I think the main reason why Final Fantasy VII was such a great success was that it was so unbelievably different from previous games in the way of storyline, graphics, music quality, sound quality and even difficulty. It wasn't very hard, so it was easier and more fun to play. People were used to the pathetic two animations of comic book drawn monsters and the small characters who's best features were their 2D movements in a pixelated world. They then come into this huge 3D world with full moving characters and monsters, but with the same basics as what kept the series going so long up to that point.

Ah yes, speaking of music and sound...around about 1996, the game companies were given access to professional composing studios which had only been allowed to be used by actual music companies beforehand. This allowed the use of better quality music with better samples and sound effects to be inputted into the game. And thus, lead by Nobuo Uematsu, Squaresoft began a soundtrack that would better all those before it and challenge even current ones with creativity and liveliness.
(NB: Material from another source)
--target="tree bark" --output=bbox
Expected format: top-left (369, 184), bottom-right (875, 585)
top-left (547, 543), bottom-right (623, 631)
The sound effects were also impressive, with actual weapon sounds being recorded and used in the game for battle.

Along with the great storyline that first time players are usually encouraged to follow, the game also kept more experienced players busy for another 30 hours via the many side quests and leveling up of materia. Players could now raise their own chocobos and use them to get hidden items and whatnot. A thought not yet brought up in previous games. Of course, that was the main side quest of the game, but Squaresoft introduced something else new, which hasn't even appeared in newer Final Fantasy games; The two secret characters you could find. You could basically get them any time in the game and each had their own little side quests to do also, one a fair bit longer than the other but they were both their and they had their own lines that contribute to the storyline also.

Besides everything I've said above, people who had never played a Final Fantasy game also bought this for the fact that it was so original. This means that what they didn't like about the previous games could have been, and probably were removed in Final Fantasy VII, so the excitement of a new generation of games was reason enough to buy it to find out for themselves. Although I do think that Final Fantasy VII set the standards much too high for the following games to match, which is why it is the still the best one. If say, Final Fantasy VIII followed Final Fantasy VI, I'd be here talking about how great that game is instead of this one...it was mostly about timing and change which resulted in the greatness being shown here.

If, by any stroke of bad luck on your part, you have yet to play this game for a relatively long period of time, it's so cheap to buy now and so worth your time that you should already be out the door now. In my opinion, you're not a Role Playing Game person until you'd played this game. A complete masterpiece.